Away from prying eyes, and other aircraft, it conducted an unspecified number of flights that each lasted up to an hour, at a variety of speeds and altitudes.

Beyond that there's little information about the project.

Test pilot Bob Fraser said everything went according to plan. But if you ask him how high or fast it flew he is not allowed to give a precise answer.

He will only say Taranis flew at least "twice as fast" as any other drone he has operated from the ground.

Eventually it is supposed to fly faster than the speed of sound.

What we do know is that Taranis is the prototype for Britain's first stealth combat drone.

It is low profile and acute angles are not just designed for speed, but also to avoid detection by radar.

The goal here is to develop an unmanned plane that that can fly into "contested airspace" and deliver its weapons deep behind enemy lines.

The obvious attraction to any politician is that if the technology proves effective such strikes could be carried out without endangering the lives of a pilot or aircrew.

BAE's Nigel Whitehead said: "The first flight of Taranis represents a major landmark for UK aviation. The demonstrator is the most advanced air system ever conceived, designed and built in the UK.

"It truly represents an evolution of everything that has come before it."

BAE's Nigel Whitehead says in a "difficult, dirty and dangerous environment it'll be irresistible to future military planners".

That is the theory. But there's still a long way to go. So far the programme has cost a modest £185m, shared by industry and the MoD.

Taranis was designed and built by BAE Systems, Rolls-Royce, GE Aviation and QinetiQ, with its engineers working alongside MoD military staff and scientists

Developing it into a real warplane will be much more expensive.

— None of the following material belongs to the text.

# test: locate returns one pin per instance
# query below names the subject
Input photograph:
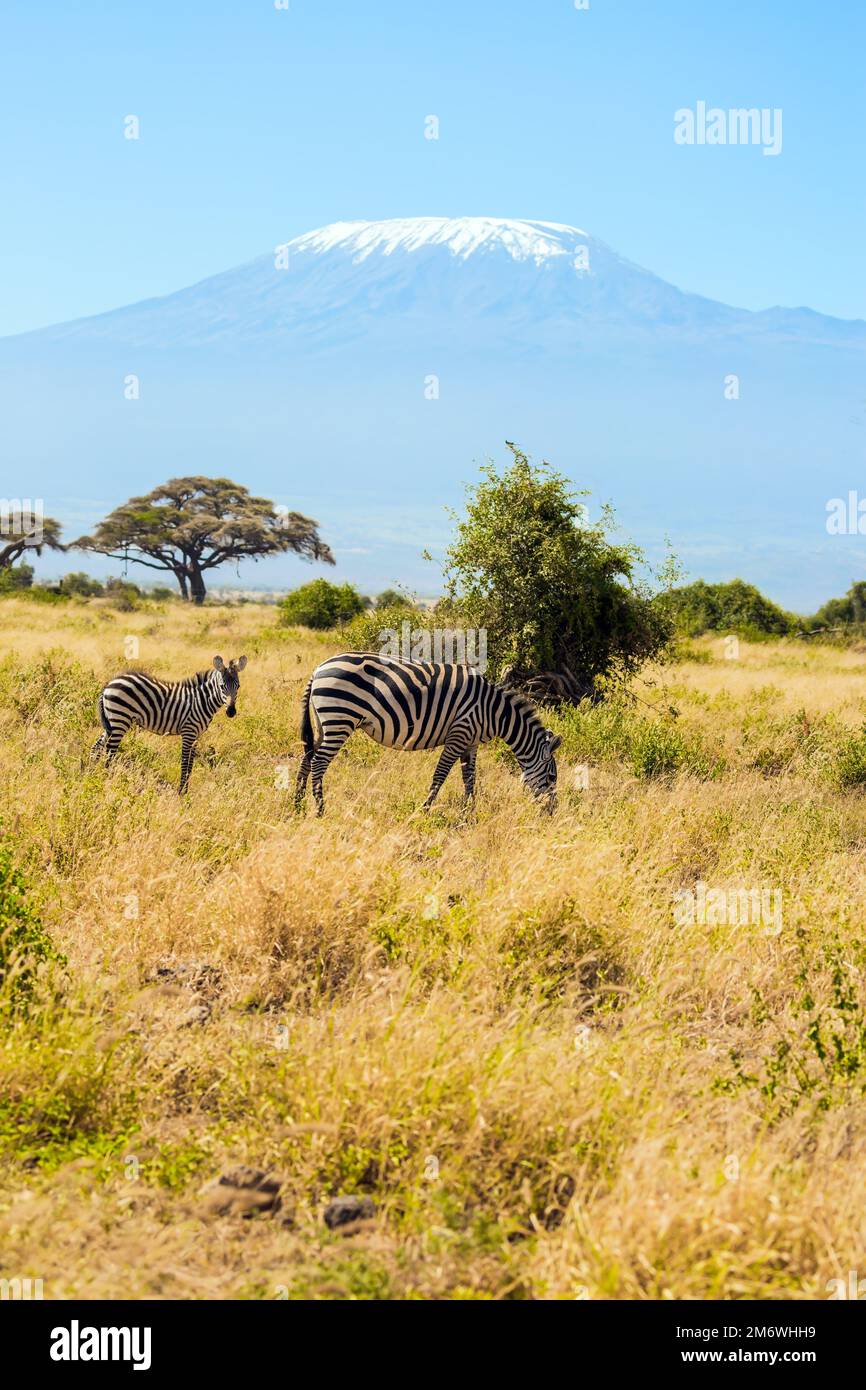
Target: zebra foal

The United States and China are among the few other countries that have similar programmes. Britain is already looking to cooperate with France in a bid to share the costs of developing its Remotely Piloted Air Systems (RPAS).

Defence Procurement Minister Philip Dunne says Taranis will provide the building blocks for the future as a "technology demonstrator programme".

While the MoD and industry have lifted the curtain on its drone development programme, there are still plenty of questions. As well as the issues of safety there are concerns about the legal and moral case for their use.

image copyrightBaE Systems
image captionTaranis was first unveiled BAE Systems in 2010

General Stanley McChrystal, the former head of Nato troops in Afghanistan, recently warned of the dangers of viewing drone strikes as the "easy option".

He said there was "a perception of arrogance as helpless people are being shot at like thunderbolts from the sky".

Perhaps the name Taranis - Celtic god of thunder - is unfortunate in this context.

It is also why the RAF and MoD are anxious to stress that there is always a human in control.

In fact, drone is a word they avoid.

But Taranis can also be flown "autonomously" as in without a pilot.

Air Vice Marshall Sue Grey, the director of the RAF's Combat Air, admits the aircraft is capable of flying itself but she stresses there "will always be a man in the loop".

For the RAF the term "drone" is a misnomer. But "killer robot" would be even worse.